Building A Better . . . Hadoop Cluster

It you like technology, and you must because you are reading The Next Platform, then you probably like the idea of putting together the specs of a system and fitting it to a particular workload. This is the challenging bit when it comes to any technology, because no one wants to underprovision or overprovision the machine because that means wasting money. Sometimes lots and lots of money. Enough to take a lot of the fun out of the experience, in fact.

One of the things we want to do with this publication is learn how people tackle such problems, how they can think outside of the box (so to speak) and perhaps build a better mousetrap. System architects have to be aware of so many types of hardware and software options when they design their systems, which makes this quite a challenge. But it is one that IT shops face every day. And by system we do not just mean a server, but a platform, meaning servers that do the computing and the networks, storage, operating systems. and other systems software that makes it suitable for running a particular application. There are experts out there who know things about workloads and the systems that support them well, and we intend to find them and learn from their experience so you can as well.

We got to talking with Joseph George, executive director of big data solutions and hyperscale servers at Hewlett-Packard, as part of the company’s Apollo 2000 and Apollo 4000 launch back in May, about this Building A Better series of articles, and as it turns out, HP had just completed a new reference architecture for a Hadoop cluster that mixed its Moonshot microservers for compute and storage-heavy ProLiant SL4540 and Apollo 4510 series for storage. The machines are linked through 40 Gb/sec Ethernet switching. Most people probably find reference architectures a little tedious, but we here at The Next Platform think the devil is always in the details, and we study these things whenever we can to try to gain some insight into how the experts think a software stack and its hardware should be put together.

The interesting bit to us was that HP has broken the linkage between compute and storage within a single node and across the cluster with its new Hadoop reference architecture, and that means that compute and storage can be scaled independently from each other.

Breaking The Symmetry

Hadoop was originally designed to put a lot of storage inside server nodes and then dispatch compute jobs to the nodes where the data that they needed to chew on was located. It would be a lot harder to do it the other way around, of course, because no network can move terabytes of data instantly. This was surprising, and so we came back to HP and set about to get not only an explanation of this, but also to take on the larger task of helping people understand how the rules of thumb for architecting a Hadoop cluster has changed considerably in the past five years as hardware has changed and as the Hadoop stack has evolved with Hive, SQL overlays, and Spark in-memory processing, just to name a few interesting bits of software.

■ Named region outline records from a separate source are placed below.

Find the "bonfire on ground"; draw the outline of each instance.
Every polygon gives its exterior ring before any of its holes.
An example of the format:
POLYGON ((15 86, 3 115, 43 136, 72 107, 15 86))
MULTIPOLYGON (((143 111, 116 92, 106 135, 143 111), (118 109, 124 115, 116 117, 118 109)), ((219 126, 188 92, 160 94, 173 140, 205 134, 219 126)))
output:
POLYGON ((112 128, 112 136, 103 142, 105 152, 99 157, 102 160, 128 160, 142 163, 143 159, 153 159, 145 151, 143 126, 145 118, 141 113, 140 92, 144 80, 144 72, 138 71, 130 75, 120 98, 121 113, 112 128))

“I think that when we first all started with Hadoop, with general purpose servers with a balance of compute and storage was the simplest way to go about this. But what we are finding is that when you take Hadoop and start applying it to practical workloads, there are some cases where you want to apply more compute horsepower and there are other places where you want to deviate on the storage.”

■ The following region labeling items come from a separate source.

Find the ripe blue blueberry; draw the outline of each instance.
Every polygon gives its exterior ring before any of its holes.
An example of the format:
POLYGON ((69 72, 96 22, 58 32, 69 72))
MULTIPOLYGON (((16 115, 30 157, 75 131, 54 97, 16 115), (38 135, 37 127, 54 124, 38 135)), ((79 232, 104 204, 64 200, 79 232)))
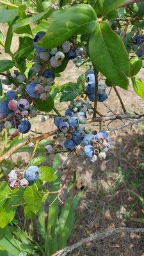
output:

Our desire with this type of story is to engage in conversations with system architects from industry and the vendor community to share their experience. Given the competitive nature companies and the edge that IT gives people, such information may not be as forthcoming as we would all like. But our commitment to you is to do our best to try to get our hands on it and share.

George knows plenty about tuning systems and to software (it is not always the other way around, you know), having steered the development of a number of products at Halliburton, BMC Software, and HP. At the latter company, notably, George was responsible for the Insight Control systems management software and its related integrated Lights Out (iLO) management controller for ProLiant server line. (This was several years after HP bought Compaq.) In 2010, George moved over to Dell’s Data Center Solutions custom server unit, which focuses on designing gear for hyperscale and cloud giants, and also managed Dell’s relationship with the OpenStack community for four years. Last June, George came back to HP, driving the development of the new Apollo machines, which offer some compelling compute and storage densities and which will give the Cloudline hyperscale servers that HP is building in conjunction with Foxconn a run for the money. But this Building A Better series takes some expertise, and for that George tapped Greg Battas, the chief technologist at HP, who held similar roles at Compaq and before that fault tolerant cluster maker Tandem Computers. (Compaq ate Tandem in 1996, Digital Equipment in 1998, and then was eaten by HP in 2001.) Battas was the architect on the hybrid Moonshot-Apollo cluster for data analytics, which is aimed at Hadoop and similar distributed software.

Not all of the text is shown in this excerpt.